Maybe we should think like firefighters. They try to save every life they can, but they don't take crazy risks. When a fire is really roaring, they don't stand in the middle of the inferno. The potential loss of life is too great, and the likelihood they can stop the fire too small. So they make strategic choices: They try to contain the blaze, letting it burn out in the red-hot center while they hose down nearby buildings and construct firebreaks that can check the fire's spread.

What's unimaginable is that a firefighter confronting a dangerous blaze would simply roll up the hoses, jump in the engine and drive away, consequences be damned. He might be furious at the people who caused the fire and frustrated with the first engine company that let it get worse. But those aren't reasons for abandoning the scene.

The firefighting analogy is imperfect. But it does convey two points that are worth considering as the national debate deepens over what America should do in Iraq.

First, it's increasingly clear that, despite President Bush's surge of an additional 30,000 troops into Iraq, U.S. forces cannot stop the sectarian inferno there. I hope that Iraq's Sunnis and Shiites can reach an accommodation. But if they can't, America at some point soon will have to decide whether this is a situation where, as Shultz said, you just have to let the fire burn -- and do everything possible to rescue those who are trapped.

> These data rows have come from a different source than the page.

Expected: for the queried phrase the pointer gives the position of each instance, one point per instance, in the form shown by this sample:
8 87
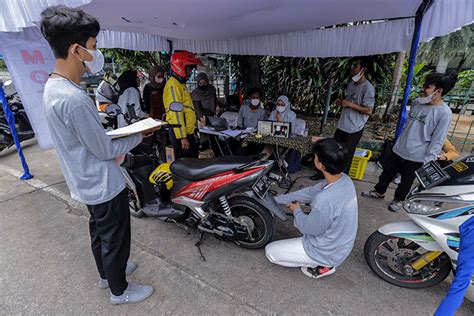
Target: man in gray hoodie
329 230
86 154
420 142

Second, the red-hot fire in Baghdad doesn't mean that America should withdraw its troops entirely from Iraq. That's just too dangerous when the risks include a sectarian war that could engulf the Middle East, a humanitarian crisis that could include millions of refugees and an oil price that could spike to $150 a barrel.

A "firehouse strategy" would make triage decisions. It would deploy U.S. forces so that they aren't caught in the middle of collapsing walls and blazing timbers. It would emphasize the training of Iraqi forces to fight the blaze. It would build firebreaks so the disaster doesn't spread to other rooms in the Iraqi house. Most of all, a firehouse strategy would try to keep this sectarian blaze from jumping national boundaries. U.S. and Iraqi troops can create buffers by moving significant forces toward Iraq's borders -- to help keep Iraq's neighbors out and to prevent al-Qaeda and other groups from exporting terrorism.

This nation is so angry about Iraq that we sometimes forget what would be obvious if it was a four-alarm blaze in a nearby city. Some fires do have to burn, but leaving the scene isn't an option.